Finding inspiration, art and quality of life

The Orange County Citizens Foundation (OCCF) unveiled its 2007 Quality of Life report at its annual dinner Sept. 6 at the Seligmann Homestead in Sugar Loaf, where it is headquartered.
The dinner provided the foundation with a venue to showcase its 2007 photography exhibit, “Working Farms in Orange County,” and the occasion to honor Pacem in Terris with its annual Seligmann Award.


Pacem in Terris, the Franke family’s homestead in Warwick has attracted thousands of visitors to its sculpture gardens, which was inspired -- according to the late Frederick Franke -- by the words and work of Pope John XIII, a Catholic pope; Albert Schweitzer; a protestant doctor; and Daisetz T. Suzuke, a Buddhist sage. It is nondenominational and nonpolitical. The Frankes hoped it would “speak to all those who share the specifically human search for meaning and for values.”


Lukas Franke, accepted the original Seligmann watercolor on behalf of his father and stepmother, Claske.


Pacem in Terris is located at 96 Covered Bridge Road, Warwick, and can be reached at 986-4329 after 11a.m. Admission is free for visits Saturdays and Sundays from May through October. Some of the foundation guests are pictured.

 

 

1. Claske Franke, widow of Frederick Franke, and her stepson Lukas Franke.

 

2. From left: Jennifer Drake, program associate, Dyson Foundation, Millbrook; Brendan Coyne, director of public information, Mount St. Mary College, Newburgh; and Jessica Hritz, vice president and branch manager, Chase Bank, Monroe.

 

3. Nancy Proyect, executive director, Orange County Citizens Foundation (OCCF), with Tom Weddell, managing partner, Vanacore, DeBenedictus, DiGovanni & Weddell, headquartered in Newburgh. Weddell also serves as chairman of the OCCF.

 


4. From left: Eileen Kelly, assessor for the town of Minisink; Claudia Moroney, director of operations, and Karen Miller, director of communications, both of Frontier Communications in Middletown.


5. From left: Barry Plaxen, of D&L Canvas, Bloomingburg; Barry Adelman, co-founder of Music for Humanity, Chester; and Simeon and Annamarie Swinger, members of the Bellvale Bruderhof Community in Chester.

 


6. Renee Zernitsky, member of the Highlands Photo Workshop Club in Chester and one of the artists who photographed farms in Unionville and Westtown. Zernitsky is shown here with her work, part of OCCF’s “Working Farms in Orange County” exhibit. The exhibit runs weekends until October at the Seligmann Estate in Sugar Loaf.


7. From left: Richard Logothetis, owner of the Lycian Theatre in Sugar Loaf, is joined by Paul Ellis, producer of the Air Pirates Radio Theatre, Sugar Loaf.
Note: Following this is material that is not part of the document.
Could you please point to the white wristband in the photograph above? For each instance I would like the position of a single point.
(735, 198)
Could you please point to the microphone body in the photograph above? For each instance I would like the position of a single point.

8. Mark and Carol Roe, owners of Roe’s Orchards in Chester. Their farm, photographed by Nick Zungoli, was one of several featured at the foundation exhibit. The Roe family has owned the 240- acre farm since 1827.


9. Karen VanHouten, executive director of the Community Foundation of Orange, which recently expanded to become the Community Foundation of Orange and Sullivan.


10. From left: Roz Magdison, executive director, Dispute Resolution Center, Goshen; Maggie Smith, executive vice president, First Federal Savings of Middletown; Roger Metzger, village of Warwick trustee and his wife, Susan Metzer, Orange County representative on the MTA board and chairwoman of the Orange County planning board.


11. From left: Jonathan Drapkin, executive director of Pattern for Progress, Newburgh; professor Richard Hull, New York University and town of Warwick historian; and Ruth Fritsch, vice president of HDR Engineers, Pearl River.